People decide who they’re going to support for one reason or another. This naturally leads to people making cases for their respective candidates. This then leads to arguments developing, and these arguments devolve into badmouthing opponent candidates. This then leads to bitterness, which leads to hate—which leads to the dark side, Anakin.

Georgia’s Marjorie Taylor Greene brought this up recently with references to the ongoing flame wars being waged between Donald Trump’s and Ron DeSantis’s camps:

The online personal fights between Trump and DeSantis influencers needs to stop.

It makes everyone look bad and helps no one.

We are in $31T in debt, our border is out of control w/ 300+ people dying daily from drugs, our economy sucks, our kids are being groomed and indoctrinated by Pedos, we are fighting a war in a foreign country against a nuclear armed superpower that has caused skyrocketing inflation and changed the balance of world alliances creating BRICS that may destroy our dollar.

Focus on the real enemies causing all of these extremely serious problems.

She’s not wrong.

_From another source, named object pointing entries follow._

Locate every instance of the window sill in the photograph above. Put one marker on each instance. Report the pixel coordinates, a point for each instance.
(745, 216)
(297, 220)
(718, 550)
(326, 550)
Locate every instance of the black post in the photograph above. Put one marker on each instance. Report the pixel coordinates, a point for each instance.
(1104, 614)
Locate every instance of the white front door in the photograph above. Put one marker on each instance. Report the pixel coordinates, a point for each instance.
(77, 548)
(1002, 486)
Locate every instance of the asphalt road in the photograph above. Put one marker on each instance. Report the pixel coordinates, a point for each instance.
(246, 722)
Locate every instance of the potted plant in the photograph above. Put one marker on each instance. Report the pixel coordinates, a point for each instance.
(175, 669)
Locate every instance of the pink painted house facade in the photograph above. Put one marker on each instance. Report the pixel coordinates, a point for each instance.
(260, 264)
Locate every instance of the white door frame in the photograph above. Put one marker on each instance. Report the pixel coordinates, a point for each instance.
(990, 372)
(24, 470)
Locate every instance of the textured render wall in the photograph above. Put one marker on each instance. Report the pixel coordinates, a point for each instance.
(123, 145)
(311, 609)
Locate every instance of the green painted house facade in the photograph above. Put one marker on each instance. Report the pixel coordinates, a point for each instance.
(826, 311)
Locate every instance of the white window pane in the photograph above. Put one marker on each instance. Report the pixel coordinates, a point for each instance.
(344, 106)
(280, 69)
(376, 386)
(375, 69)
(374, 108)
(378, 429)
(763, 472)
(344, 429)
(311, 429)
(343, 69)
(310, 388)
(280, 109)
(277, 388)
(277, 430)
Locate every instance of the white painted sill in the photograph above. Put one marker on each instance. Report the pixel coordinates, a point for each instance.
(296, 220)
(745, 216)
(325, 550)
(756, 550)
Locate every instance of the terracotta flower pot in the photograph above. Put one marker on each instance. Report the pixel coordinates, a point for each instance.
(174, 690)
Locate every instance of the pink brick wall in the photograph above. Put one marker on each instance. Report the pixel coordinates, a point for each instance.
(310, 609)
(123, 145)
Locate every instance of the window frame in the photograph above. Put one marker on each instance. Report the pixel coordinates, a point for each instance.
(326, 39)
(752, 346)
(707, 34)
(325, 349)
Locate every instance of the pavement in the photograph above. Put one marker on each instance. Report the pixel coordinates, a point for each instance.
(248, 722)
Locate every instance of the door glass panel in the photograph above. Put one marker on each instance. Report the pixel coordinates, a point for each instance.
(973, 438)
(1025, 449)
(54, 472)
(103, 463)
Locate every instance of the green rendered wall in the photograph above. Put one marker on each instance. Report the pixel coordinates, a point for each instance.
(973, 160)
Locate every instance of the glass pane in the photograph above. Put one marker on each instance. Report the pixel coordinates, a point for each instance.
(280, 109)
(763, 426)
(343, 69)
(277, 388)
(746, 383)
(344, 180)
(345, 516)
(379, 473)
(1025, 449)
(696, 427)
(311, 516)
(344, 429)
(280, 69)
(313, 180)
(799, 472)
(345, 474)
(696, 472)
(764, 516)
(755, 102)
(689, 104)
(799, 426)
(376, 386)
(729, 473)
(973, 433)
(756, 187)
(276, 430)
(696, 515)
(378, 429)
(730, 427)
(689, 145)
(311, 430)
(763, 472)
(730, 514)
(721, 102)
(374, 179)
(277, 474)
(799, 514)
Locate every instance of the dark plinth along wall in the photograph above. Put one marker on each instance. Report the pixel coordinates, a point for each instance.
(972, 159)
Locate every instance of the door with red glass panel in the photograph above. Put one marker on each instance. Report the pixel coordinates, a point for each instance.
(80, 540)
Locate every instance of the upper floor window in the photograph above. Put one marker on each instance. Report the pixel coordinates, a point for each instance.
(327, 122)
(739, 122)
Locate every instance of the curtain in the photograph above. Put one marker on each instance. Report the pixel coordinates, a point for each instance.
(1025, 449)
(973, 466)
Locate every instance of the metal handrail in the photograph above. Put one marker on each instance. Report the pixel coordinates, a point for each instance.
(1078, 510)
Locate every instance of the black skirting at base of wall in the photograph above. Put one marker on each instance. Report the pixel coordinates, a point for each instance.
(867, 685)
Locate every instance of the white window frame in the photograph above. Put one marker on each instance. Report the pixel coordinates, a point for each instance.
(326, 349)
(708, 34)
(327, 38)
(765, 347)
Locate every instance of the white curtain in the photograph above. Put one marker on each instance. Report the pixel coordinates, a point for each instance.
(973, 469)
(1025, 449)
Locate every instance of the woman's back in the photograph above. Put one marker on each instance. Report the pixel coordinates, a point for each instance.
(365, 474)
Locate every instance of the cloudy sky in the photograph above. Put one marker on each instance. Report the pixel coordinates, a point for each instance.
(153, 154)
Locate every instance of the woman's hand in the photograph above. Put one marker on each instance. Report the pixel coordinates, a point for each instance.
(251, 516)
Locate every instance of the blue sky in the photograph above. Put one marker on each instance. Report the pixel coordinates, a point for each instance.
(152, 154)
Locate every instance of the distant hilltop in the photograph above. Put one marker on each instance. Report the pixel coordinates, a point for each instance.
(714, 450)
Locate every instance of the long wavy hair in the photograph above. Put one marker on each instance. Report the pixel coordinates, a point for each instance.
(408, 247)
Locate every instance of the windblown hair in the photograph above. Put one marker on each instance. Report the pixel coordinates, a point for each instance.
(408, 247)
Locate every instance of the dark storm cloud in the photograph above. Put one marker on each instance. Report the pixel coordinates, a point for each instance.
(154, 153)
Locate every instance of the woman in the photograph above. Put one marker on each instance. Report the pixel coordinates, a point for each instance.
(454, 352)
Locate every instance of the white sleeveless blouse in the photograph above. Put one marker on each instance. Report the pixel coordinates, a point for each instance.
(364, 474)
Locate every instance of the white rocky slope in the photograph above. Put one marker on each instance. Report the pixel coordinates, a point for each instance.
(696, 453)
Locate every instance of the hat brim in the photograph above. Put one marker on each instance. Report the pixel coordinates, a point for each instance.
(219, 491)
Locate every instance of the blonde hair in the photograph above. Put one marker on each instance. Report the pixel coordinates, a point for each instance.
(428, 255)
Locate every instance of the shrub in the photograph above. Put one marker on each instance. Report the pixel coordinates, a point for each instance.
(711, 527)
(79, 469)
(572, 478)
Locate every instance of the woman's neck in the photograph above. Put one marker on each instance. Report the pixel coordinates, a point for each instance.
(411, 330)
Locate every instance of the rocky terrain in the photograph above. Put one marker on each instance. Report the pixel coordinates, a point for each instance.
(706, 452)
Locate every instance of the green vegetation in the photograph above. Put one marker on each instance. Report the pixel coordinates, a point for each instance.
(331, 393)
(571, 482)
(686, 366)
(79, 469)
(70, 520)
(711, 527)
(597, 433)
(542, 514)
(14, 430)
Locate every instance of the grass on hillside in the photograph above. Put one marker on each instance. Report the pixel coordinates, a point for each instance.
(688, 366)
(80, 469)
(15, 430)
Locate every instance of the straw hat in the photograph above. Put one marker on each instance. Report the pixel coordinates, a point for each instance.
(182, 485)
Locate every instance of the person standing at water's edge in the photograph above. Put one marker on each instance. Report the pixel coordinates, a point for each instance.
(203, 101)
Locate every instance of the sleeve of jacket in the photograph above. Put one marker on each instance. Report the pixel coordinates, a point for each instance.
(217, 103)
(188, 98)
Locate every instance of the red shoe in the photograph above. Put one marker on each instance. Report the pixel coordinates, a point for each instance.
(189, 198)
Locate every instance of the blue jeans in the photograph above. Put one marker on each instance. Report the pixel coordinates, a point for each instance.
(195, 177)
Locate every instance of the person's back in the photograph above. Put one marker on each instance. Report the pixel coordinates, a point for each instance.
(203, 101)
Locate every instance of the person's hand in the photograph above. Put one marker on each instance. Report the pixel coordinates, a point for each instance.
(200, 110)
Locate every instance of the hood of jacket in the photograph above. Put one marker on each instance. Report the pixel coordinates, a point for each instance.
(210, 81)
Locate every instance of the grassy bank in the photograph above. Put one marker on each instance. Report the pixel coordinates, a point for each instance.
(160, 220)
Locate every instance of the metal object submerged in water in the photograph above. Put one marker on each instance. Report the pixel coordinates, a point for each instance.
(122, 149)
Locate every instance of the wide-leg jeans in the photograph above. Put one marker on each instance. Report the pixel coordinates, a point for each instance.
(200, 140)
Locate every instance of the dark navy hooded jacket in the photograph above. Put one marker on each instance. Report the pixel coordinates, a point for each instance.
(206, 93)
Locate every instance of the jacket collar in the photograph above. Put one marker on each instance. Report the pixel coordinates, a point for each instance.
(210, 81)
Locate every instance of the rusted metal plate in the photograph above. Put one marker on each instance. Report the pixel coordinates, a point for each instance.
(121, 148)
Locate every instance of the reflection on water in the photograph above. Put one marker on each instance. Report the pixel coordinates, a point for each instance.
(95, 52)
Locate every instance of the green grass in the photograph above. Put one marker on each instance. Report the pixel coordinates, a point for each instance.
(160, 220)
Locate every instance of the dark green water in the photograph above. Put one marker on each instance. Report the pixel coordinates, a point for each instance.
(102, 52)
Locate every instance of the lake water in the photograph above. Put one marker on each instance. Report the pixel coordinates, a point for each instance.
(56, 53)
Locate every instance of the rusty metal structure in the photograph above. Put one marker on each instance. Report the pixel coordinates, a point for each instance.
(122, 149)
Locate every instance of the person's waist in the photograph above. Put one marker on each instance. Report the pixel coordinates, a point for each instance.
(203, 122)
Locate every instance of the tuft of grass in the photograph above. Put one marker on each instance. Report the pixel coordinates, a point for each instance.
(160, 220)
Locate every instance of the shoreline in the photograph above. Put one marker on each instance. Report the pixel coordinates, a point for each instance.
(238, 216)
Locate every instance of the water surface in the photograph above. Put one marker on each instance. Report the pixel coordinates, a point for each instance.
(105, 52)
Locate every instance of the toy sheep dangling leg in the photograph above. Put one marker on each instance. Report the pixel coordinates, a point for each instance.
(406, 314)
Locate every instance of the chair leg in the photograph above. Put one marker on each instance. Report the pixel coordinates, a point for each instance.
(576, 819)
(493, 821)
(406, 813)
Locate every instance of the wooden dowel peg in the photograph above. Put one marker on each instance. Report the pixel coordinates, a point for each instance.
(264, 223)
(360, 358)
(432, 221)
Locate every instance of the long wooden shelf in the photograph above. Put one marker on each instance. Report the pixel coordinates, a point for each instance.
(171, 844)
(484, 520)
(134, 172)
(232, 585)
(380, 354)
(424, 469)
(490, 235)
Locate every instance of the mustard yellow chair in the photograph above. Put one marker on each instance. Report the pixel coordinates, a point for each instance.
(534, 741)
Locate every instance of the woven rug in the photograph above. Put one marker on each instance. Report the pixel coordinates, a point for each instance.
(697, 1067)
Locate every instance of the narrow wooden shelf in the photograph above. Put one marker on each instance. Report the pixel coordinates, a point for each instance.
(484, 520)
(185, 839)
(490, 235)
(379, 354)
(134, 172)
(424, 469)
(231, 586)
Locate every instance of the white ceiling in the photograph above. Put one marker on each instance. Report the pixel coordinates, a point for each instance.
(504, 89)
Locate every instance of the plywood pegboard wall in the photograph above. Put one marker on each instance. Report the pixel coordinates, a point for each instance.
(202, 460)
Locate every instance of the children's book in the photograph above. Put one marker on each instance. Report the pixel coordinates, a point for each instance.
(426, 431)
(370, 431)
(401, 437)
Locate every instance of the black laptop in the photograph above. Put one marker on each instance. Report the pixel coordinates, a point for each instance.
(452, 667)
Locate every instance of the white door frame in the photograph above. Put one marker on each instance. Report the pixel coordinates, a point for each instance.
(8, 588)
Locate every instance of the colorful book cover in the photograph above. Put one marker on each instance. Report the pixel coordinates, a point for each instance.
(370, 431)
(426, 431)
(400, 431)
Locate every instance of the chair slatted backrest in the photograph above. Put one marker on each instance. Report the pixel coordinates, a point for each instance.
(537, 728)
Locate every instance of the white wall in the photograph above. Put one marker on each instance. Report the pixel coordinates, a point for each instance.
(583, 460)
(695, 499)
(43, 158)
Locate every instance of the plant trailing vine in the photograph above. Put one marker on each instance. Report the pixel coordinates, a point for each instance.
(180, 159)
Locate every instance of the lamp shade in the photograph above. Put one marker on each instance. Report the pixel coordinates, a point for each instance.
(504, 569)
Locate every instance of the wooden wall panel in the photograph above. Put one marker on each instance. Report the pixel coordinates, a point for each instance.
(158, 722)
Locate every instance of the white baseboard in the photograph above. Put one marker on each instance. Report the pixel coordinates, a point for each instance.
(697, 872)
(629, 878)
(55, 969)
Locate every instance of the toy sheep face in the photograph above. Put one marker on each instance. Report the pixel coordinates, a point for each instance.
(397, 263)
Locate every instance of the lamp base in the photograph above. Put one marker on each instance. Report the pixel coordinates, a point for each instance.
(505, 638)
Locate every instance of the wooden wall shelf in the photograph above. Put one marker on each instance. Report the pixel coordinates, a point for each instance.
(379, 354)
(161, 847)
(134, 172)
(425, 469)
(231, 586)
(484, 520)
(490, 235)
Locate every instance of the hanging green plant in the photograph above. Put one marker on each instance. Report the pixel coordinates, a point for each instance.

One of the greatest issues Republicans face every election is infighting that gets too personal, and by the time the lever-pulling begins in the general, some voters are so embittered from the fighting during the primary that they refuse to embrace the candidate who won it.

Republicans don’t show up, while the Democrats march lockstep right into the White House.

What I’m not suggesting is that Republicans link hands and sing “Kumbaya.” I’m not even saying that they have to watch their tone around each other. What I am saying is exactly what Greene is saying. It need not become personal. There’s no value there for anyone. It’s just an itch that develops when we find ourselves getting angry over the impersonal and loses us potential future allies when we scratch it.

By all means, debate and argue until you pass out, but remember during an election that friends are far more valuable than enemies, and your opponent today might be your greatest ally tomorrow.